Yoga Shaming. Yeah, how about we stop that.
Every day when I log onto social media I am hit with with a slew of political articles, news clips, puppy videos (love those), and lately lots of yoga police posts. Posts that slam other types and styles of yoga as inauthentic and "wrong". I even read the word "bastardization" as an adjective for people just doing their thing in this world. In another post (that was liked and shared), another well known teacher ridiculed those who have the audacity to play music in their classes. Still another condemned the posting of yoga pictures in general. Why? What is with all the negativity? Why is there such a need to post something that shames other yogis.? Why do these people feel entitled to do that?

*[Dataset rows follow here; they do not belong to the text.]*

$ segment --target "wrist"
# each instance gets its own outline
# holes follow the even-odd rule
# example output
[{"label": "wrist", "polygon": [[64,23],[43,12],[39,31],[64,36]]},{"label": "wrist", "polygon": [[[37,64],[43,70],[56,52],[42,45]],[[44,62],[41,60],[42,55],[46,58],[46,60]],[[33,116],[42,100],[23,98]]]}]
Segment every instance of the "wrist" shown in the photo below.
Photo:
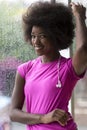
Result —
[{"label": "wrist", "polygon": [[41,115],[39,119],[41,124],[46,124],[45,115]]},{"label": "wrist", "polygon": [[76,19],[76,20],[85,21],[86,17],[83,16],[83,15],[81,15],[81,14],[79,14],[79,13],[76,13],[76,14],[75,14],[75,19]]}]

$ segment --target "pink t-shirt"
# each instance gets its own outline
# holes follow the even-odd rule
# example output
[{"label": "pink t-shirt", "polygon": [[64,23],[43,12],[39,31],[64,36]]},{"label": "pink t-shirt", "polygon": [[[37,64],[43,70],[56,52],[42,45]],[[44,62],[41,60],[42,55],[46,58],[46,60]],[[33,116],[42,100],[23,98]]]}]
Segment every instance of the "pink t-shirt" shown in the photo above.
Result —
[{"label": "pink t-shirt", "polygon": [[[62,83],[57,88],[58,60],[49,63],[41,63],[41,59],[23,63],[18,67],[18,72],[25,79],[25,101],[28,113],[46,114],[55,108],[68,112],[68,103],[76,82],[83,76],[77,76],[72,67],[72,60],[61,57],[59,77]],[[68,112],[70,115],[70,113]],[[70,115],[70,117],[72,117]],[[27,130],[76,130],[73,118],[66,126],[58,122],[50,124],[27,125]]]}]

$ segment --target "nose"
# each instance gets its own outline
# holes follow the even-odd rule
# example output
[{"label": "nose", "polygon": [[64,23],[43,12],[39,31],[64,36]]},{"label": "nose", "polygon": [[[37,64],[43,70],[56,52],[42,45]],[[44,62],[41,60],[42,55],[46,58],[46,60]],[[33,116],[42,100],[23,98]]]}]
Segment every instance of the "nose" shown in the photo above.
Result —
[{"label": "nose", "polygon": [[33,44],[33,45],[36,45],[36,44],[38,44],[38,43],[40,43],[40,39],[39,39],[38,36],[36,36],[34,39],[32,39],[32,44]]}]

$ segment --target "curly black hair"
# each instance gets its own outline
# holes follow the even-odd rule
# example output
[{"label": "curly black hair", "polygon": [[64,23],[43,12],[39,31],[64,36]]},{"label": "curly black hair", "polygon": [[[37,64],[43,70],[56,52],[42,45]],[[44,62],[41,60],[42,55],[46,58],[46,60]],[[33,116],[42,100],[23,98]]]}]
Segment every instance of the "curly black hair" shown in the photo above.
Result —
[{"label": "curly black hair", "polygon": [[62,3],[33,3],[23,14],[22,21],[26,41],[29,40],[30,43],[33,26],[42,27],[50,40],[56,42],[59,50],[66,49],[73,43],[73,14],[71,9]]}]

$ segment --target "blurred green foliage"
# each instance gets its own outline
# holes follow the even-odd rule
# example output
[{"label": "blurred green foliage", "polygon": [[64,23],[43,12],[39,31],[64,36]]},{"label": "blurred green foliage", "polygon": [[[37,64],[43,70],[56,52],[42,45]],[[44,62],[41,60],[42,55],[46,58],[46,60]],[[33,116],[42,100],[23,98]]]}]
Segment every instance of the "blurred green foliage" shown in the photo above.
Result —
[{"label": "blurred green foliage", "polygon": [[25,5],[17,2],[0,2],[0,60],[15,57],[22,62],[36,57],[31,45],[23,39],[21,15]]}]

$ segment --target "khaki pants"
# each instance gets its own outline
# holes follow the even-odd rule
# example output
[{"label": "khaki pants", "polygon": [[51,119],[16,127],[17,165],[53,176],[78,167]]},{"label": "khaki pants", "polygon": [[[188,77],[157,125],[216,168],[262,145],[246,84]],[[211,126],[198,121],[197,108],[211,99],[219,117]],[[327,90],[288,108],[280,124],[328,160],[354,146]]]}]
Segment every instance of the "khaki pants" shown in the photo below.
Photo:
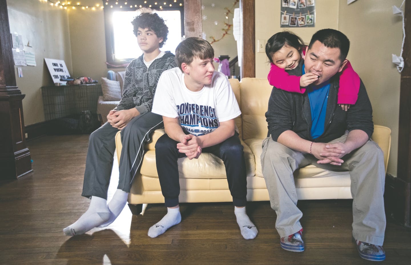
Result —
[{"label": "khaki pants", "polygon": [[[330,142],[344,142],[346,134]],[[342,158],[341,166],[317,164],[310,154],[295,151],[270,137],[263,142],[261,162],[271,207],[277,215],[275,228],[281,237],[301,229],[302,213],[297,207],[298,198],[293,173],[309,164],[330,170],[346,170],[351,178],[353,235],[358,240],[382,245],[386,227],[384,210],[385,170],[381,149],[370,140]]]}]

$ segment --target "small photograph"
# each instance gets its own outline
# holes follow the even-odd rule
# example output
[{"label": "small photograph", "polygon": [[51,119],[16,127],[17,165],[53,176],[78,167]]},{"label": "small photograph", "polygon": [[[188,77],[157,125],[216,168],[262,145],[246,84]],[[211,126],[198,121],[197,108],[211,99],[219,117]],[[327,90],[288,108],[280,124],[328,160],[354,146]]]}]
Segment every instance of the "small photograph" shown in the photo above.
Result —
[{"label": "small photograph", "polygon": [[290,23],[289,24],[290,26],[297,26],[297,17],[296,16],[290,16]]},{"label": "small photograph", "polygon": [[305,0],[298,0],[298,8],[304,8],[307,7]]},{"label": "small photograph", "polygon": [[297,8],[297,0],[289,0],[289,1],[290,2],[289,7],[294,9]]},{"label": "small photograph", "polygon": [[301,26],[305,26],[305,17],[304,16],[301,16],[298,17],[298,26],[301,27]]},{"label": "small photograph", "polygon": [[288,21],[290,16],[289,15],[283,15],[281,16],[281,25],[288,25]]}]

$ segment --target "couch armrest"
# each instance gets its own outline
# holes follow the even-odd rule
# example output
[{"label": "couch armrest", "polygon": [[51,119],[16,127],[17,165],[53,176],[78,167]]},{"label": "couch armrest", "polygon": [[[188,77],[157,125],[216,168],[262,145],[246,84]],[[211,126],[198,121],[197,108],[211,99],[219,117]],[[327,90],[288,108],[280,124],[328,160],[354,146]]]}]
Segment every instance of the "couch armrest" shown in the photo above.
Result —
[{"label": "couch armrest", "polygon": [[[117,155],[117,160],[119,165],[120,163],[120,156],[121,154],[121,149],[122,145],[121,144],[121,135],[120,133],[121,131],[118,131],[115,134],[115,147],[116,153]],[[144,149],[146,150],[155,150],[155,143],[157,142],[158,139],[162,135],[166,133],[164,129],[157,129],[154,131],[150,135],[150,139],[144,144]]]},{"label": "couch armrest", "polygon": [[391,149],[391,129],[381,125],[374,125],[374,132],[371,135],[372,140],[377,143],[384,153],[384,165],[387,174],[387,167]]}]

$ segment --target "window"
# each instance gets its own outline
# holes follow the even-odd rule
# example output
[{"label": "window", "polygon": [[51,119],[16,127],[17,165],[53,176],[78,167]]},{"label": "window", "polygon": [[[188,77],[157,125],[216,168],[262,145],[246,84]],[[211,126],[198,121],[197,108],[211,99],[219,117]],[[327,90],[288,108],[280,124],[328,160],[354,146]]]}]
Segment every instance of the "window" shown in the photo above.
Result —
[{"label": "window", "polygon": [[[129,9],[105,8],[106,43],[108,68],[125,67],[143,52],[139,47],[137,38],[133,33],[131,21],[138,14]],[[169,35],[162,51],[175,53],[175,48],[184,35],[183,8],[166,8],[155,11],[163,18],[169,28]]]}]

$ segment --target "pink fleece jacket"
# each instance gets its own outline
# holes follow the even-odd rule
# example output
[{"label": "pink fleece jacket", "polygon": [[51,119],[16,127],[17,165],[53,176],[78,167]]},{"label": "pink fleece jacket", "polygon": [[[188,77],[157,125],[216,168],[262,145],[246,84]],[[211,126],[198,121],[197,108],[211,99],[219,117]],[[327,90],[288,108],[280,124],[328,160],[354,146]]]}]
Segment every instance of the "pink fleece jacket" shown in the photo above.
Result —
[{"label": "pink fleece jacket", "polygon": [[[305,54],[305,49],[301,49]],[[290,75],[284,69],[272,63],[267,76],[270,84],[290,92],[303,93],[305,88],[300,86],[301,77]],[[343,68],[339,77],[337,104],[355,104],[360,89],[360,77],[353,69],[349,61]]]}]

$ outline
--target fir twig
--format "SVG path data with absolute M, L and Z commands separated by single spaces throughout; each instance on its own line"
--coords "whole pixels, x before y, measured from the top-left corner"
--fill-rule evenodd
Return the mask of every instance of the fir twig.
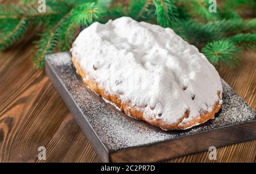
M 0 40 L 0 51 L 13 44 L 20 39 L 25 33 L 27 29 L 28 19 L 23 18 L 19 20 L 16 26 L 11 29 L 10 33 L 6 36 L 2 36 Z M 7 28 L 9 29 L 10 28 Z
M 241 49 L 228 41 L 217 41 L 207 44 L 202 52 L 214 65 L 224 62 L 232 67 L 238 65 Z
M 241 33 L 230 37 L 229 40 L 243 49 L 256 47 L 256 33 Z
M 170 27 L 177 16 L 177 7 L 172 0 L 154 0 L 158 23 L 163 27 Z

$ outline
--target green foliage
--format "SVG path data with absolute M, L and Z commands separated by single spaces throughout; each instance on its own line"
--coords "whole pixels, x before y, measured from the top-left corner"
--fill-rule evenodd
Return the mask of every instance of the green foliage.
M 240 49 L 232 42 L 220 40 L 209 43 L 202 49 L 203 53 L 208 58 L 209 61 L 214 65 L 224 62 L 230 67 L 238 63 L 238 55 Z
M 2 20 L 0 24 L 2 35 L 0 35 L 0 51 L 19 40 L 27 29 L 28 19 L 23 18 Z
M 243 49 L 256 47 L 256 33 L 241 33 L 230 37 L 229 40 Z
M 49 20 L 45 26 L 49 29 L 41 35 L 42 39 L 36 42 L 38 50 L 35 65 L 37 68 L 43 67 L 46 55 L 57 50 L 68 49 L 75 37 L 75 28 L 80 25 L 88 26 L 94 21 L 100 19 L 102 10 L 94 3 L 86 3 L 78 6 L 64 15 L 59 15 L 57 23 L 56 16 Z M 60 42 L 60 41 L 61 41 Z
M 46 1 L 46 13 L 38 12 L 36 0 L 0 5 L 0 51 L 20 40 L 28 29 L 42 27 L 40 39 L 35 42 L 34 63 L 42 68 L 47 54 L 69 50 L 81 28 L 123 16 L 172 28 L 213 65 L 234 66 L 241 49 L 256 46 L 255 15 L 243 20 L 238 11 L 245 7 L 255 10 L 254 1 L 224 0 L 217 13 L 209 12 L 208 0 L 130 0 L 126 5 L 116 0 Z
M 135 20 L 152 19 L 155 11 L 152 0 L 130 1 L 129 16 Z
M 177 17 L 177 6 L 172 0 L 154 0 L 158 23 L 163 27 L 170 27 Z

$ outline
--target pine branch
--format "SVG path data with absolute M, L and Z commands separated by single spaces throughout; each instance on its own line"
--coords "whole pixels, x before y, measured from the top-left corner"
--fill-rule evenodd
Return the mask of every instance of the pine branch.
M 98 0 L 97 3 L 100 8 L 108 9 L 112 3 L 112 0 Z
M 56 29 L 68 18 L 70 13 L 71 12 L 69 12 L 65 15 L 61 16 L 58 22 L 50 28 L 51 29 L 49 31 L 41 35 L 40 40 L 35 42 L 38 50 L 36 52 L 36 58 L 35 60 L 34 65 L 37 69 L 43 67 L 44 66 L 44 58 L 46 56 L 52 53 L 56 50 L 56 48 L 58 45 L 58 40 L 60 38 L 60 34 Z M 48 25 L 50 26 L 51 24 Z
M 110 7 L 105 15 L 105 20 L 109 19 L 116 19 L 127 15 L 127 9 L 123 7 L 122 4 L 118 3 L 113 5 L 113 7 Z
M 191 16 L 195 19 L 202 22 L 216 20 L 220 18 L 218 13 L 211 13 L 209 11 L 210 4 L 209 0 L 180 0 L 180 2 L 184 5 Z M 217 9 L 217 11 L 218 9 Z
M 52 2 L 52 4 L 53 4 Z M 0 19 L 40 18 L 60 13 L 60 11 L 53 11 L 51 7 L 49 6 L 47 6 L 47 12 L 39 12 L 38 11 L 38 5 L 28 5 L 20 8 L 18 5 L 0 5 Z M 62 8 L 61 10 L 64 9 Z
M 26 18 L 23 18 L 20 20 L 15 20 L 16 24 L 15 27 L 5 28 L 5 31 L 3 32 L 9 32 L 8 34 L 3 35 L 0 40 L 0 51 L 3 50 L 7 47 L 12 45 L 13 43 L 19 40 L 25 33 L 27 29 L 28 19 Z M 8 27 L 10 27 L 8 26 Z M 1 30 L 5 30 L 5 28 L 1 28 Z M 9 31 L 10 30 L 10 31 Z
M 139 19 L 150 10 L 152 0 L 132 0 L 130 1 L 129 16 L 135 19 Z
M 154 0 L 158 24 L 163 27 L 170 27 L 177 19 L 177 7 L 172 0 Z
M 209 61 L 216 66 L 224 62 L 232 67 L 238 64 L 241 49 L 228 41 L 209 43 L 202 49 Z
M 229 41 L 243 49 L 254 49 L 256 47 L 256 33 L 242 33 L 233 36 Z
M 210 28 L 217 28 L 222 32 L 255 32 L 256 19 L 243 20 L 242 19 L 217 20 L 209 22 L 207 26 Z
M 89 26 L 101 18 L 101 12 L 102 11 L 94 3 L 86 3 L 75 7 L 61 16 L 51 30 L 43 34 L 42 39 L 36 42 L 38 49 L 36 53 L 37 58 L 35 61 L 36 67 L 43 67 L 46 56 L 56 51 L 59 45 L 60 45 L 61 50 L 70 48 L 76 28 L 80 25 Z M 51 25 L 51 23 L 48 24 L 48 27 L 46 28 Z
M 175 22 L 172 28 L 181 37 L 199 48 L 208 42 L 226 39 L 221 28 L 191 20 Z

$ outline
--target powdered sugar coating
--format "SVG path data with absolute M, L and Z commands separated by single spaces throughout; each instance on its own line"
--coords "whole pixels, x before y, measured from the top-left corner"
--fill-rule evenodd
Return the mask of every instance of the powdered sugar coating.
M 174 124 L 189 109 L 181 124 L 187 122 L 200 111 L 212 111 L 217 91 L 222 94 L 214 67 L 170 28 L 127 17 L 96 22 L 80 33 L 71 51 L 106 94 L 146 105 L 146 120 Z

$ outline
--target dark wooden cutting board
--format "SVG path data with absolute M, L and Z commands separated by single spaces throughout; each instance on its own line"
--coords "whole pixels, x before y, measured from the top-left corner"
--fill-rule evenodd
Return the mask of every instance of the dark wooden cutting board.
M 134 120 L 84 84 L 69 53 L 48 56 L 46 71 L 102 162 L 158 162 L 256 139 L 256 112 L 224 80 L 214 119 L 186 130 L 164 131 Z

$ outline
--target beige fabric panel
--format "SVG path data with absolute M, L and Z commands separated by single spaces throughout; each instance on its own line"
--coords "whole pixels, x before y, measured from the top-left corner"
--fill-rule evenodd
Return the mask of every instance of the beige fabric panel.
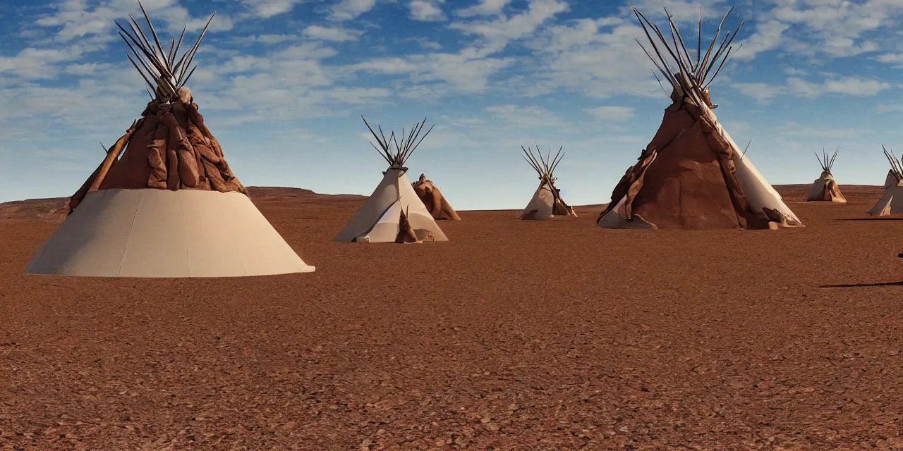
M 239 277 L 311 272 L 238 192 L 89 193 L 25 272 L 95 277 Z
M 400 198 L 400 199 L 399 199 Z M 393 203 L 398 201 L 396 206 Z M 408 221 L 414 229 L 428 230 L 435 241 L 448 241 L 448 237 L 439 228 L 433 215 L 426 210 L 424 202 L 411 187 L 406 173 L 396 169 L 389 169 L 383 179 L 373 190 L 364 205 L 355 212 L 345 228 L 339 233 L 334 241 L 350 242 L 358 236 L 369 236 L 370 243 L 393 243 L 398 233 L 398 215 L 390 219 L 386 210 L 401 208 L 407 210 Z M 386 219 L 380 222 L 386 216 Z M 394 223 L 388 222 L 394 221 Z M 393 229 L 394 224 L 394 229 Z M 378 226 L 377 226 L 378 225 Z M 376 229 L 376 230 L 375 230 Z M 391 234 L 388 232 L 391 229 Z M 388 235 L 391 235 L 391 238 Z
M 884 196 L 878 199 L 869 214 L 875 216 L 903 214 L 903 187 L 892 185 L 885 189 Z
M 790 207 L 784 203 L 781 195 L 759 172 L 749 157 L 739 153 L 735 149 L 733 161 L 737 168 L 734 177 L 740 188 L 743 189 L 743 195 L 746 196 L 746 200 L 749 203 L 749 208 L 753 213 L 760 215 L 762 207 L 768 207 L 784 214 L 788 224 L 803 224 Z
M 552 196 L 552 191 L 549 188 L 545 182 L 540 182 L 539 188 L 533 193 L 533 198 L 530 199 L 530 203 L 526 204 L 526 207 L 521 212 L 521 219 L 536 219 L 540 221 L 552 219 L 552 207 L 555 198 Z M 530 215 L 530 212 L 534 210 L 536 210 L 536 213 Z

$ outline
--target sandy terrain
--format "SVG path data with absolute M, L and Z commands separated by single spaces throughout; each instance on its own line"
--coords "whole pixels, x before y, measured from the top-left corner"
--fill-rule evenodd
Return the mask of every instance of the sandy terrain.
M 423 245 L 255 189 L 317 272 L 228 280 L 25 276 L 61 217 L 0 206 L 0 449 L 901 449 L 903 223 L 841 188 L 780 189 L 805 229 L 461 211 Z

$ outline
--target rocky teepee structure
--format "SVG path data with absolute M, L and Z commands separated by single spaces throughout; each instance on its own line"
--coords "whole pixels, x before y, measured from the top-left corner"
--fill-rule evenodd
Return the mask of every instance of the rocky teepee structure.
M 700 13 L 694 58 L 670 15 L 671 36 L 666 38 L 639 11 L 633 8 L 633 12 L 651 51 L 642 43 L 640 47 L 664 76 L 672 104 L 652 142 L 615 187 L 611 202 L 599 216 L 599 226 L 694 229 L 802 226 L 712 112 L 718 106 L 709 97 L 709 85 L 730 57 L 731 43 L 742 23 L 716 47 L 728 11 L 703 50 Z
M 841 193 L 841 189 L 834 181 L 833 174 L 831 173 L 831 169 L 834 166 L 834 160 L 837 159 L 837 152 L 840 149 L 838 146 L 831 156 L 828 156 L 828 152 L 824 147 L 822 148 L 822 156 L 818 156 L 818 152 L 815 152 L 818 164 L 822 166 L 822 175 L 812 183 L 806 201 L 826 200 L 841 204 L 846 203 L 846 198 Z
M 881 148 L 884 148 L 882 145 Z M 884 195 L 869 210 L 873 216 L 887 216 L 903 213 L 903 165 L 893 152 L 884 149 L 890 170 L 884 180 Z
M 535 154 L 533 153 L 533 149 L 525 149 L 524 146 L 520 146 L 520 148 L 524 151 L 524 159 L 539 175 L 539 187 L 533 193 L 533 198 L 526 204 L 526 207 L 521 212 L 520 218 L 546 220 L 557 217 L 577 217 L 573 208 L 562 198 L 561 189 L 555 187 L 555 180 L 558 179 L 554 177 L 554 173 L 558 163 L 564 158 L 564 154 L 562 153 L 563 147 L 558 148 L 558 152 L 554 157 L 552 150 L 549 149 L 545 158 L 543 157 L 543 152 L 539 150 L 539 144 L 536 144 Z
M 364 119 L 361 116 L 361 119 Z M 383 180 L 379 182 L 373 194 L 364 201 L 364 205 L 355 212 L 354 216 L 339 233 L 334 241 L 355 243 L 420 243 L 424 241 L 448 241 L 448 237 L 439 228 L 433 215 L 427 211 L 424 202 L 414 191 L 407 179 L 407 168 L 405 163 L 411 153 L 430 133 L 430 127 L 420 140 L 420 132 L 424 122 L 414 124 L 410 134 L 405 135 L 402 129 L 401 143 L 393 132 L 388 138 L 383 133 L 382 127 L 377 126 L 379 134 L 367 124 L 373 136 L 379 143 L 374 149 L 382 155 L 389 164 L 383 172 Z M 395 148 L 391 146 L 394 144 Z
M 424 202 L 424 207 L 433 215 L 433 219 L 447 219 L 449 221 L 461 221 L 458 212 L 454 211 L 449 201 L 442 196 L 439 187 L 426 178 L 425 174 L 420 174 L 420 179 L 411 184 L 414 192 Z
M 116 25 L 151 102 L 70 198 L 66 220 L 25 272 L 229 277 L 314 271 L 251 203 L 185 87 L 207 27 L 179 56 L 184 31 L 166 49 L 141 10 L 150 39 L 135 17 L 127 28 Z

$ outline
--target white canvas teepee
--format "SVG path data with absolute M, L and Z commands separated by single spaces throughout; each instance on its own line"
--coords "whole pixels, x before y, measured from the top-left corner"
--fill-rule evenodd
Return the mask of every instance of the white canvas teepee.
M 539 174 L 539 187 L 533 193 L 533 198 L 530 198 L 530 202 L 526 204 L 526 207 L 521 212 L 519 217 L 540 221 L 556 217 L 577 217 L 573 208 L 562 198 L 561 189 L 555 187 L 557 179 L 553 175 L 558 163 L 564 158 L 564 154 L 562 153 L 563 147 L 558 149 L 558 153 L 555 153 L 554 157 L 552 156 L 552 150 L 549 149 L 546 158 L 543 158 L 539 144 L 536 144 L 535 155 L 533 153 L 532 148 L 529 150 L 525 149 L 524 146 L 520 146 L 520 148 L 524 151 L 524 160 L 526 160 L 526 162 L 530 163 L 534 170 Z
M 818 164 L 822 167 L 822 175 L 812 183 L 812 188 L 809 189 L 809 196 L 805 199 L 806 201 L 826 200 L 840 204 L 846 203 L 846 198 L 841 193 L 841 189 L 837 186 L 837 181 L 834 180 L 833 174 L 831 173 L 831 169 L 834 166 L 834 160 L 837 159 L 837 152 L 839 151 L 840 146 L 834 150 L 834 153 L 830 157 L 824 147 L 822 148 L 821 157 L 818 156 L 818 152 L 815 152 Z
M 903 165 L 893 152 L 887 149 L 884 149 L 884 156 L 890 162 L 890 170 L 884 180 L 884 195 L 869 210 L 869 215 L 873 216 L 903 214 Z
M 363 116 L 361 116 L 363 119 Z M 356 243 L 407 243 L 414 241 L 448 241 L 448 237 L 439 228 L 433 215 L 427 211 L 424 202 L 414 191 L 411 181 L 407 179 L 407 168 L 405 162 L 411 153 L 420 145 L 424 138 L 429 134 L 430 127 L 420 140 L 420 131 L 424 122 L 414 125 L 409 135 L 405 136 L 402 130 L 401 143 L 398 143 L 393 132 L 388 138 L 383 133 L 382 127 L 377 125 L 379 134 L 367 124 L 373 136 L 379 143 L 379 148 L 373 145 L 380 155 L 388 162 L 389 167 L 383 172 L 383 179 L 373 190 L 373 194 L 364 202 L 364 205 L 355 212 L 354 216 L 339 233 L 334 241 Z M 395 144 L 395 149 L 390 144 Z M 403 239 L 405 231 L 405 222 L 410 225 L 415 240 Z M 401 233 L 399 233 L 401 232 Z
M 131 32 L 117 25 L 129 60 L 154 89 L 152 100 L 70 198 L 70 215 L 25 272 L 235 277 L 314 271 L 251 203 L 184 87 L 207 27 L 177 60 L 184 32 L 164 51 L 141 9 L 153 41 L 132 16 Z
M 708 87 L 729 59 L 740 26 L 715 47 L 719 25 L 705 50 L 701 12 L 696 54 L 691 57 L 666 10 L 670 38 L 631 8 L 652 51 L 642 43 L 640 47 L 668 82 L 672 105 L 652 142 L 615 187 L 598 225 L 647 229 L 801 226 L 712 112 L 718 106 L 712 103 Z

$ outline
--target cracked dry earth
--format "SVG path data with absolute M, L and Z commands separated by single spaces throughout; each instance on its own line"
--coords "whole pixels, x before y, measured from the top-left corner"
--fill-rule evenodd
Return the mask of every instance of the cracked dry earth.
M 842 189 L 785 189 L 805 229 L 462 211 L 423 245 L 258 189 L 317 272 L 228 280 L 25 276 L 58 223 L 0 221 L 0 449 L 903 449 L 903 222 Z

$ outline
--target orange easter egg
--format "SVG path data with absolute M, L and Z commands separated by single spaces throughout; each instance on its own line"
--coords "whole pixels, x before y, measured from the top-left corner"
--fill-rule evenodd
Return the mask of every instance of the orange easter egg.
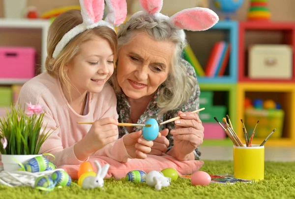
M 78 170 L 78 178 L 80 178 L 80 176 L 83 174 L 91 172 L 93 172 L 93 168 L 91 165 L 90 162 L 88 161 L 84 162 L 82 164 L 81 164 L 80 166 L 79 167 L 79 169 Z
M 86 172 L 82 174 L 81 177 L 79 177 L 79 179 L 78 180 L 78 185 L 81 187 L 82 186 L 82 183 L 83 183 L 83 180 L 84 180 L 84 179 L 85 179 L 86 177 L 88 177 L 88 176 L 93 176 L 95 177 L 96 176 L 96 174 L 95 174 L 93 172 Z

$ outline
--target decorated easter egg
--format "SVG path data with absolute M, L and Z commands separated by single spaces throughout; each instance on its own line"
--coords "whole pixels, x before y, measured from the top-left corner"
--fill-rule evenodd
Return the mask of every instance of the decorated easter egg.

The first rule of yoga is not handstand. (obvi that is the second, jk! ) The first rule is ahimsa. Ahimsa is often described as non-violence and is interpreted as a way to live your life without causing harm to others. There are many ways to do no harm. Some work on their diet, some on their interactions, and for this yogi...I work on the words that come out of my mouth. Words hurt. They can cause lasting damage when thrown about haphazardly. I have never been so aware of the weight of my words as I am now that I own a yoga studio. People often quote things i have said to them in class years after I have said them. YEARS! When the responsibility of speaking with mindfulness truly sunk in, I decided that I would measure my words. I critique when I need to, but I make sure I do so with kindness. I often send out my blogs to my closest friends for screening to make sure my words don't come across as unnecessarily negative. I understand the impact. Why don't others? Perhaps they feel like they are doing the world a service by imposing their opinions in the most critical and demoralizing way. Perhaps they feel, especially the yoga teachers out there who are the worst culprits, that they are teaching? A great phrase that we use here on the east coast is "stay in your lane". What doesn't affect you, doesn't concern you. Nobody is asking for your approval, BUT with your words you could be alienating someone and ruining their day/week/year/self esteem. In short, you are harming them..intentionally. Is that feeling of being "right" worth it?
Changing the pattern is not that difficult and if you have been swept up in the middle school "mean girl" current of yoga shaming, there is a way out. Stop judging people who are just following their bliss. Live your life according to your ethical standards and you know what? People will follow your example. As you embrace that which is different than yourself, others will follow suit. Soon the world in general will have more positive energy and you will be able to be right without making sure others know they are wrong. Some of the greatest words I have ever read are:" you do not have to blow out someone else's candle so that yours can burn a little brighter". So go ahead you yogis who want to do yoga with goats, with bass thumping music, without your clothes, or with a beer in your hand. This world is big enough for all of us, and in my book you are all awesome!